Podczas rutynowej kontroli funkcjonariusze ITD z Radomia zatrzymali ciągnik siodłowy z naczepą niskopodwoziową należący do polskiego przewoźnika. Zestaw, w ramach krajowego transportu drogowego, przewoził niepodzielny ładunek – ciężką koparkę gąsienicową.
Inspektorzy mieli uzasadnione podejrzenia co do przekroczenia dopuszczalnej masy całkowitej oraz nacisków osi, dlatego skierowali pojazd na inspekcyjne wagi. Wyniki pomiarów były jednoznaczne: rzeczywista masa całkowita pojazdu wyniosła 58,6 t przy dopuszczalnym limicie 40 t. Nacisk na podwójną oś napędową ciągnika siodłowego wynosił 23,15 t, limit to 19 t. Zestaw był również za długi o 4,9 m i za szeroki o 18 cm względem dopuszczalnych wymiarów.
Podczas kontroli kierowca okazał zezwolenie kategorii IV na przejazd pojazdu nienormatywnego. Ze względu na rzeczywiste parametry techniczne, dla tego rodzaju transportu wymagane było zezwolenie kategorii V. Przejazd odbywał się więc niezgodnie z przepisami.
W związku z wykrytymi nieprawidłowościami, inspektorzy zakazali dalszej jazdy do momentu przywrócenia pojazdu do stanu zgodnego z przepisami. Łączna kara finansowa dla przewoźnika może wynieść nawet 27 000 zł.

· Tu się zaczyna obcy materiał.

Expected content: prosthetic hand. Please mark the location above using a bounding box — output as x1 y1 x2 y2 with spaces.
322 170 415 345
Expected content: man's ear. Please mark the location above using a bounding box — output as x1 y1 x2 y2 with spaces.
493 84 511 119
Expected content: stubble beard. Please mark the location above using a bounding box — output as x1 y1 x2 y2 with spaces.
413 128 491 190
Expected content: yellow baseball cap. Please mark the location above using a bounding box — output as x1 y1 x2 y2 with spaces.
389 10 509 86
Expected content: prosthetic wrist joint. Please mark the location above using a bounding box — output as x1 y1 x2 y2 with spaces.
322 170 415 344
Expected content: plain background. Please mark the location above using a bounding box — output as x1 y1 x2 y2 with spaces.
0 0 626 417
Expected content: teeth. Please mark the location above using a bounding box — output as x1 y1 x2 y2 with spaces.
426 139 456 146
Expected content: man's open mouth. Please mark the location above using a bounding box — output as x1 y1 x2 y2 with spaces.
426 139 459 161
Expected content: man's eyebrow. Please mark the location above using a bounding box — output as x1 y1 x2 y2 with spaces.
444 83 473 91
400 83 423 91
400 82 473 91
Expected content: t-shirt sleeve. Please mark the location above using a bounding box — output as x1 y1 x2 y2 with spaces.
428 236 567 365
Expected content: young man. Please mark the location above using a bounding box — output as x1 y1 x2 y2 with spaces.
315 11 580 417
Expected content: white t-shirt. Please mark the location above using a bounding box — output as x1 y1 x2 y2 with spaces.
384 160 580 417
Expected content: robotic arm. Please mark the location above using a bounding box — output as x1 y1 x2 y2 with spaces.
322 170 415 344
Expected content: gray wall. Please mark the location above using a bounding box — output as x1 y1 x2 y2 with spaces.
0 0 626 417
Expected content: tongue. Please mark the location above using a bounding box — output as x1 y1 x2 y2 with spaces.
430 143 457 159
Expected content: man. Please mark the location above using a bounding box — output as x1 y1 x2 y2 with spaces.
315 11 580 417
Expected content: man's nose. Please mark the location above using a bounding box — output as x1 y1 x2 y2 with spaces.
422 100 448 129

Przeciążone i nienormatywne pojazdy stanowią realne zagrożenie dla infrastruktury drogowej – przyczyniają się do szybszej degradacji nawierzchni, mostów i wiaduktów. Dodatkowo, wpływają negatywnie na bezpieczeństwo ruchu drogowego – mają dłuższą drogę hamowania oraz pogorszoną stateczność. Tego typu naruszenia to również przejaw nieuczciwej konkurencji wobec przewoźników działających zgodnie z prawem.